Ao analisar o contexto pós-crise, o diretor da MB Abro chamou a atenção para a possibilidade de retomada da indústria de máquinas agrícolas e de uma possível reindustrialização de insumos.
“Temos uma indústria de tratores que pode ser uma das maiores do mundo, pois exportamos máquinas, e poderemos desenvolver a indústria de agroquímicos. Tudo isso também nos dá competitividade”, ressaltou Barros.
Agro digital
Além disso, a digitalização do agro ganha cada vez mais destaque neste momento de crise.
“Está havendo uma explosão de compras online no Brasil, favorecendo a conexão da fazenda com o consumidor final. Com isso, deverá haver uma mudança muito significativa no sistema de distribuição de alimentos e uma multiplicação de possibilidades ligadas à produção”, acrescentou o analista da MB Agro.
“Estamos no caminho de aumentar a eficiência no uso da tecnologia na produtividade, e vamos passar por revoluções adicionais como a digitalização, o agro 4.0, a agricultura de precisão, a conectividade nas fazendas, entre outras, que irão aumentar as ferramentas de gestão e favorecer um salto tecnológico nos próximos anos”, destacou o diretor da Agroconsult, que também falou sobre as perspectivas na área de crédito.
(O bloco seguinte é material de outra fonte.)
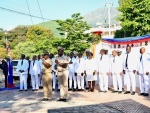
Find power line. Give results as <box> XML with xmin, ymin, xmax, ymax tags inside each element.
<box><xmin>37</xmin><ymin>0</ymin><xmax>44</xmax><ymax>22</ymax></box>
<box><xmin>26</xmin><ymin>0</ymin><xmax>33</xmax><ymax>25</ymax></box>
<box><xmin>0</xmin><ymin>7</ymin><xmax>52</xmax><ymax>21</ymax></box>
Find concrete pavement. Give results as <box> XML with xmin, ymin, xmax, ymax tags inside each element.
<box><xmin>0</xmin><ymin>86</ymin><xmax>150</xmax><ymax>113</ymax></box>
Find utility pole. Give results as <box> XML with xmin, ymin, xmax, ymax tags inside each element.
<box><xmin>105</xmin><ymin>1</ymin><xmax>113</xmax><ymax>38</ymax></box>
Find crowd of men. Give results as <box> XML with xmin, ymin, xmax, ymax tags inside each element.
<box><xmin>0</xmin><ymin>46</ymin><xmax>150</xmax><ymax>102</ymax></box>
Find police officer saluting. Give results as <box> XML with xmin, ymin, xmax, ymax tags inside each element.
<box><xmin>41</xmin><ymin>51</ymin><xmax>52</xmax><ymax>101</ymax></box>
<box><xmin>55</xmin><ymin>47</ymin><xmax>72</xmax><ymax>102</ymax></box>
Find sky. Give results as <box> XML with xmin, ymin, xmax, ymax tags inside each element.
<box><xmin>0</xmin><ymin>0</ymin><xmax>118</xmax><ymax>30</ymax></box>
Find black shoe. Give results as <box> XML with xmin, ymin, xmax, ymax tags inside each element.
<box><xmin>81</xmin><ymin>89</ymin><xmax>84</xmax><ymax>91</ymax></box>
<box><xmin>39</xmin><ymin>86</ymin><xmax>43</xmax><ymax>89</ymax></box>
<box><xmin>78</xmin><ymin>89</ymin><xmax>81</xmax><ymax>91</ymax></box>
<box><xmin>144</xmin><ymin>93</ymin><xmax>149</xmax><ymax>96</ymax></box>
<box><xmin>57</xmin><ymin>89</ymin><xmax>60</xmax><ymax>92</ymax></box>
<box><xmin>103</xmin><ymin>91</ymin><xmax>107</xmax><ymax>93</ymax></box>
<box><xmin>131</xmin><ymin>92</ymin><xmax>135</xmax><ymax>95</ymax></box>
<box><xmin>139</xmin><ymin>93</ymin><xmax>145</xmax><ymax>95</ymax></box>
<box><xmin>111</xmin><ymin>91</ymin><xmax>118</xmax><ymax>93</ymax></box>
<box><xmin>57</xmin><ymin>98</ymin><xmax>64</xmax><ymax>102</ymax></box>
<box><xmin>86</xmin><ymin>87</ymin><xmax>89</xmax><ymax>90</ymax></box>
<box><xmin>118</xmin><ymin>91</ymin><xmax>122</xmax><ymax>94</ymax></box>
<box><xmin>41</xmin><ymin>98</ymin><xmax>50</xmax><ymax>101</ymax></box>
<box><xmin>68</xmin><ymin>88</ymin><xmax>72</xmax><ymax>91</ymax></box>
<box><xmin>124</xmin><ymin>91</ymin><xmax>130</xmax><ymax>94</ymax></box>
<box><xmin>73</xmin><ymin>89</ymin><xmax>77</xmax><ymax>91</ymax></box>
<box><xmin>63</xmin><ymin>99</ymin><xmax>67</xmax><ymax>102</ymax></box>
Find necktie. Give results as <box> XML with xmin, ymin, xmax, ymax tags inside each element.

Pessoa apontou desafios relacionados ao custo de capital e à forma como o dinheiro irá fluir para financiar investimentos e operações. “A exigência de capital de giro e fluxo de caixa vai ser muito grande. Ao mesmo tempo, o Ministério da Agricultura vem trabalhando para aumentar os investimentos do capital privado no setor agrícola”.
Recuperação judicial
O executivo disse ainda que a atual avalanche de pedidos de recuperação judicial está relacionada a uma fragilização da legislação do setor.
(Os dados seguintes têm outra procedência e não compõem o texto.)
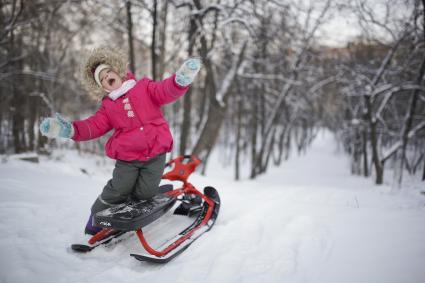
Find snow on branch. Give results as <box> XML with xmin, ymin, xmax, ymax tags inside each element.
<box><xmin>381</xmin><ymin>121</ymin><xmax>425</xmax><ymax>162</ymax></box>
<box><xmin>215</xmin><ymin>40</ymin><xmax>248</xmax><ymax>106</ymax></box>
<box><xmin>238</xmin><ymin>72</ymin><xmax>302</xmax><ymax>86</ymax></box>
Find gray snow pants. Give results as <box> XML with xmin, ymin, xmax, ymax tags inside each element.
<box><xmin>91</xmin><ymin>153</ymin><xmax>165</xmax><ymax>215</ymax></box>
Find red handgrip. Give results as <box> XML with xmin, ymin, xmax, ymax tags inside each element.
<box><xmin>162</xmin><ymin>155</ymin><xmax>201</xmax><ymax>183</ymax></box>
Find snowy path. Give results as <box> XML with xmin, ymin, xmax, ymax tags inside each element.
<box><xmin>0</xmin><ymin>135</ymin><xmax>425</xmax><ymax>283</ymax></box>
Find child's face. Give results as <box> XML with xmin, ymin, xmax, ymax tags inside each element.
<box><xmin>99</xmin><ymin>69</ymin><xmax>122</xmax><ymax>92</ymax></box>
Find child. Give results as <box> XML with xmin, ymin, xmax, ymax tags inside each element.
<box><xmin>40</xmin><ymin>47</ymin><xmax>201</xmax><ymax>235</ymax></box>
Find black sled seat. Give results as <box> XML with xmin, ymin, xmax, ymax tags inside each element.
<box><xmin>94</xmin><ymin>185</ymin><xmax>177</xmax><ymax>231</ymax></box>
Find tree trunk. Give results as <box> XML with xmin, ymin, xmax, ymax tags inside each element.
<box><xmin>362</xmin><ymin>127</ymin><xmax>369</xmax><ymax>177</ymax></box>
<box><xmin>151</xmin><ymin>0</ymin><xmax>158</xmax><ymax>81</ymax></box>
<box><xmin>396</xmin><ymin>54</ymin><xmax>425</xmax><ymax>187</ymax></box>
<box><xmin>179</xmin><ymin>7</ymin><xmax>196</xmax><ymax>155</ymax></box>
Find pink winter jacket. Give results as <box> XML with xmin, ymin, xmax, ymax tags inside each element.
<box><xmin>72</xmin><ymin>73</ymin><xmax>188</xmax><ymax>161</ymax></box>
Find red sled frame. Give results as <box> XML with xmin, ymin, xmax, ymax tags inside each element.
<box><xmin>89</xmin><ymin>155</ymin><xmax>216</xmax><ymax>258</ymax></box>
“Infelizmente ainda não conseguimos resolver isso na MP do Agro, pois estamos pendentes de uma nova lei que deixe claro quais são as formas de acesso de um produtor rural pessoa física – sem sobressaltos para quem está financiando – aos instrumentos que possam promover sua recuperação diante de uma crise”.
Pessoa afirmou que “a qualquer momento é possível se candidatar a uma recuperação judicial, inclusive colocando como garantia nesse processo a CPR (Cédula de Produto Rural), e isso fragiliza muito a análise de risco de crédito pelos agentes privados”.
Com isso, reconhece o executivo, “criamos uma insegurança num momento em que é muito importante manter esses canais de comunicação dos capitais privados funcionando adequadamente, porque são eles que vão permitir a venda antecipada, funcionando como antídoto para as incertezas”.
Representatividade
Por fim, Pessoa criticou a atual a representatividade das entidades do agro.
“Nossas instituições precisam dar um salto de qualidade, modernidade e eficiência, com responsabilidade, para que não haja um desequilíbrio em relação aos desafios que teremos pela frente”.
Os participantes do webinar também destacaram como desafios do agro a maior abertura no comércio e melhorias na área de infraestrutura.
Paz
Ao final do encontro, o ex-ministro Roberto Rodrigues enfatizou o reconhecimento das Nações Unidas (ONU) em relação ao fato de que “só haverá paz no mundo quando houver alimento para todos”, e que o Brasil poderá ser o campeão da segurança alimentar e da paz, “desde que possamos fazer as reformas necessárias e comunicar isso à sociedade, trabalhando juntos num só objetivo”.